Überall im Land rüsten die Museen auf. Mit modener Präsentationstechnik und einer klaren Themensetzung wollen die Macher in aktuelle Diskussionen eingreifen und neue Besuchergruppen erschließen. Jüngstes Beispiel ist der Heilbronner Deutschhof.

Baden-Württemberg: Eberhard Wein (kew)

Heilbronn - Jakob Appel navigiert am Touchscreen. Um ihn herum entsteht eine Salzsavanne, die er nach und nach mit eigentümlichen Pflanzen und noch eigentümlicheren Tieren bestückt. Was wie die Landschaft aus einem Science-Fiction-Film anmutet, liegt tief in der Heilbronner Vergangenheit. Und Appel ist plötzlich mittendrin – in der Trias, mehr als 200 Millionen Jahre vor unserer Zeit, als gefiederte Raubdinosaurier über die Steppe fegten und mit der Entstehung der Salzvorkommen der Grundstock für den heutigen Heilbronner Reichtum gelegt wurde. „Wir hatten die Idee für einen Raum, der die damaligen Lebenswelten im Unterland darstellt“, sagt der Direktor der Städtischen Museen in Heilbronn, Marc Gundel. Und Appel, ein junger freischaffender Illustrator, hat den Auftrag gerne angenommen. 1,5 Millionen Euro hat das Museum im Deutschhof im vergangenen Jahr investiert. Das meiste floss in einen zeitgemäßen Brandschutz.

 

„Keine enzyklopädischen Erzählungen mehr“

Doch gleichzeitig nutzte Gundel die Gelegenheit, um die Dauerausstellung grundlegend zu überarbeiten. Neben einer moderneren Präsentation mit einigen technischen Spielereien ging es auch um eine Selbstbeschränkung. „Wir haben uns für wenige Dinge entschieden, die wollen wir aber vertieft zeigen“, sagt der Museumsdirektor. Die Leitfrage sei dabei gewesen, was Heilbronn gestern und heute bedeutend mache. „Wir wollen keine enzyklopädische Erzählung mehr.“

Heilbronn folgt einem Weg, den viele Museen im Land eingeschlagen haben. Auch anderswo werden Themen herausgegriffen, die für die Identität der jeweiligen Stadt stehen. „Die Zeiten, in denen verstaubte Dreschflegel an der Wand hingen, sind vorbei“, sagt Jan Merk, der Präsident des Museumsverbands Baden-Württemberg. Natürlich seien Pflege und Präsentation der eigenen Sammlung nach wie vor die Kernaufgabe eines Museums. Doch dafür gebe es heutzutage ganz neue Möglichkeiten. Neben Wissenschaftlern würden auch Gestalter, Bühnenbildner und Pädagogen in die Konzeptionierung einbezogen.

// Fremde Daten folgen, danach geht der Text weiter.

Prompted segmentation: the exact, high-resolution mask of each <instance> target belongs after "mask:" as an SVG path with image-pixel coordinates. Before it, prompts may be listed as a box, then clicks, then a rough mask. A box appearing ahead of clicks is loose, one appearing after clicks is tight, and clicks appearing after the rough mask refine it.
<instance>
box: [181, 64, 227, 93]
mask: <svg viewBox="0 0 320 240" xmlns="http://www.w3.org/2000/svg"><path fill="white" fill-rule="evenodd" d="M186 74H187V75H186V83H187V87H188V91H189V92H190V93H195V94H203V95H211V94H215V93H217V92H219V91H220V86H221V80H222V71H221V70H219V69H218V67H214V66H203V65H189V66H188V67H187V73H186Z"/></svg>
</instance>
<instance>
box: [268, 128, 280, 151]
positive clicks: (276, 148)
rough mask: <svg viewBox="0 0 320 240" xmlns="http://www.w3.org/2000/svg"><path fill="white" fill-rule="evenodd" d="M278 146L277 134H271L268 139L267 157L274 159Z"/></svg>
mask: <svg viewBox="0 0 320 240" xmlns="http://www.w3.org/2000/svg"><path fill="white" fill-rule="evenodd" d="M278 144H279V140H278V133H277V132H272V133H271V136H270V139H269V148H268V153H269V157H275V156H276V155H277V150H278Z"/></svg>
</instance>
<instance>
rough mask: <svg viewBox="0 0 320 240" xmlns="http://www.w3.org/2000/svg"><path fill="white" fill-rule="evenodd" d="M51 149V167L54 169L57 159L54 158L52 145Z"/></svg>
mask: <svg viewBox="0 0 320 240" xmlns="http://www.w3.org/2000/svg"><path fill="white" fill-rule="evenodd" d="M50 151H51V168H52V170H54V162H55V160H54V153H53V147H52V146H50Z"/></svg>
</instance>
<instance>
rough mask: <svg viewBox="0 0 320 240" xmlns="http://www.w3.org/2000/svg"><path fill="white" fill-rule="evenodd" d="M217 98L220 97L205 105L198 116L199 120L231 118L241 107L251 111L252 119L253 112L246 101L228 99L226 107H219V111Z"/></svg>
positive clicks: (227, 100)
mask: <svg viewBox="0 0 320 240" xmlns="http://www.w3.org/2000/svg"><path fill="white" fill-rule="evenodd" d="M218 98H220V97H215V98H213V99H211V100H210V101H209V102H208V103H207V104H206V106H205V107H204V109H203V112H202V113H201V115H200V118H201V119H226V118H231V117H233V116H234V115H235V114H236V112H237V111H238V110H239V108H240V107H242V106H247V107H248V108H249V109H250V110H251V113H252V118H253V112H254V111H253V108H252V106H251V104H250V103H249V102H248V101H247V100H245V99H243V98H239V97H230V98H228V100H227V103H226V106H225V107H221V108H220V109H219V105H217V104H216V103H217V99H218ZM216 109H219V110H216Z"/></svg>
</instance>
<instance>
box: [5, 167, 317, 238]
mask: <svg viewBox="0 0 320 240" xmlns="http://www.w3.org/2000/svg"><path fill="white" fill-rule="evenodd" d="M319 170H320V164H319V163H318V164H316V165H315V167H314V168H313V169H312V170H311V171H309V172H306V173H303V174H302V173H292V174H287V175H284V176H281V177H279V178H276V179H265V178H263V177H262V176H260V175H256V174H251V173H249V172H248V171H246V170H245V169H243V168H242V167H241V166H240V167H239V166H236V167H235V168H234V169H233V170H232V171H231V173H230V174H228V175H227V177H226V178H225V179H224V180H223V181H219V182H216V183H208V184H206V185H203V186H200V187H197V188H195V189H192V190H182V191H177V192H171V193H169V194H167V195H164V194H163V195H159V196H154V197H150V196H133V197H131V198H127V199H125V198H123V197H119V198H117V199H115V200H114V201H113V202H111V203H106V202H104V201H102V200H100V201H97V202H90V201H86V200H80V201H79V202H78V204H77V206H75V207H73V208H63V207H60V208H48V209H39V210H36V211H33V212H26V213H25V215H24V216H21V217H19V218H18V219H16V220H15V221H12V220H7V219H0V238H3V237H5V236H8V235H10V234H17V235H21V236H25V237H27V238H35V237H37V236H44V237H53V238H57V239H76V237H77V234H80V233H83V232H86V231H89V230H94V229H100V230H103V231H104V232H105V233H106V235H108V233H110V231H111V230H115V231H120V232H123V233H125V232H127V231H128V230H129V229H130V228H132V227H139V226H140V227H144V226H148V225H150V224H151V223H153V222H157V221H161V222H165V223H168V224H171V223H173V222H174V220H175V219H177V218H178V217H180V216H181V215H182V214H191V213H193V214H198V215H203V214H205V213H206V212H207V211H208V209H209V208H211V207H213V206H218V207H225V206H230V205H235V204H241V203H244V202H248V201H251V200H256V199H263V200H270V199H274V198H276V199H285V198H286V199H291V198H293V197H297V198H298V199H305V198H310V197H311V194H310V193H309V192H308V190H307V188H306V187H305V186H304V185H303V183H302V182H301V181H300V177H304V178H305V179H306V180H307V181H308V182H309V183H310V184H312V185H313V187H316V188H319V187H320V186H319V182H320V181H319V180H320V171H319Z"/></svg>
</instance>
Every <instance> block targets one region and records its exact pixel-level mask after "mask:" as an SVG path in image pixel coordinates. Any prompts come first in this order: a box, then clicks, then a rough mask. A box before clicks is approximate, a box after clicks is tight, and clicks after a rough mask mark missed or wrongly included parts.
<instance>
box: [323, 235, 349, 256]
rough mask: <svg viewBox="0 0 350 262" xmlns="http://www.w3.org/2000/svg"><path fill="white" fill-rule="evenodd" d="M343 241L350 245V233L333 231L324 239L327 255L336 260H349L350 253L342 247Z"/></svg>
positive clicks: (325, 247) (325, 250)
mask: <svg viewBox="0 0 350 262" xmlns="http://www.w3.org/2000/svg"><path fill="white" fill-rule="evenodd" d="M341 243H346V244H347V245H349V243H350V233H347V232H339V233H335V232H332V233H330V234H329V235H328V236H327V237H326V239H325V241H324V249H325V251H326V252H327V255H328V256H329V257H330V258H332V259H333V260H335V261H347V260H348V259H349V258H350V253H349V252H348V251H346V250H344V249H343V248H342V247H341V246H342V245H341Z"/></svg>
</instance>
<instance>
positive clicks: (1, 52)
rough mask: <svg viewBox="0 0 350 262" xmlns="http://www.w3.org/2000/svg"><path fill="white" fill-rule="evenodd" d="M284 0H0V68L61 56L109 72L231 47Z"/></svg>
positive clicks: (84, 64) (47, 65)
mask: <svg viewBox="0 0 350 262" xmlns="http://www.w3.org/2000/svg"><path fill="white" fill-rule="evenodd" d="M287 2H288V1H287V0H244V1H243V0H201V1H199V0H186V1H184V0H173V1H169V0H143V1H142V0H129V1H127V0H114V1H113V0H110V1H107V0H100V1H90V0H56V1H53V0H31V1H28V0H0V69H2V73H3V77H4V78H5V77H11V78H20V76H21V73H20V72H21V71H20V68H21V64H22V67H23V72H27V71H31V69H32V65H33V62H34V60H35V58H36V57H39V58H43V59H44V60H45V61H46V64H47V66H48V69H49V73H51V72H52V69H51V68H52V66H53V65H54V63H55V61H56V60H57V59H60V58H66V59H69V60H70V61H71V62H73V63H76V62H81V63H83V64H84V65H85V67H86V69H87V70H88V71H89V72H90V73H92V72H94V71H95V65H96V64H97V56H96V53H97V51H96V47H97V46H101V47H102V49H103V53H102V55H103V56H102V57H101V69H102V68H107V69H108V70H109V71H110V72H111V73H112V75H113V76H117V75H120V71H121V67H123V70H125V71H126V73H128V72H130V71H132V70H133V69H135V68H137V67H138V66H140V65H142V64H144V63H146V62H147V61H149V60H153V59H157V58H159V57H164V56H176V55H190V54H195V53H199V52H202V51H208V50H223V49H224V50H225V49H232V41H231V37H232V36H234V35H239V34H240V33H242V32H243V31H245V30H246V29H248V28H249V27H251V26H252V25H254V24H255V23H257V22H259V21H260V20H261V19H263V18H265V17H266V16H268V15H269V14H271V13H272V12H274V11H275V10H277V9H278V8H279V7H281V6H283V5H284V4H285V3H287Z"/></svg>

Tobias Engelsing, Chef der Konstanzer Museen, spricht von einem „journalistischen Ansatz“. Wichtig sei ein schneller Zugang. „Auch wer nur zehn Minuten hat, muss etwas mitnehmen können“, sagt der ehemalige Lokalchef des örtlichen „Südkuriers“. Dafür gebe es Überschriften. Es folgten Informationen in Meldungslänge und schließlich lange Reportagen. „Mit Touchscreen ist das alles möglich.“

„Viele Städte haben viel Geld in ihre Museen investiert“, sagt Verbandschef Merk. Dies wirke sich auch auf die Besucherzahlen aus. So verzeichneten die Freiburger Museen im vergangenen Jahr mit 312 000 Besuchern einen Rekord. 2015 waren nur 237 000 Besucher gezählt worden. Der Museumschef Tilmann von Stockhausen spricht von einem „Traumergebnis“. Es zeige sich, dass mit attraktiven Ausstellungen mehr Menschen für die Museen gewonnen werden könnten.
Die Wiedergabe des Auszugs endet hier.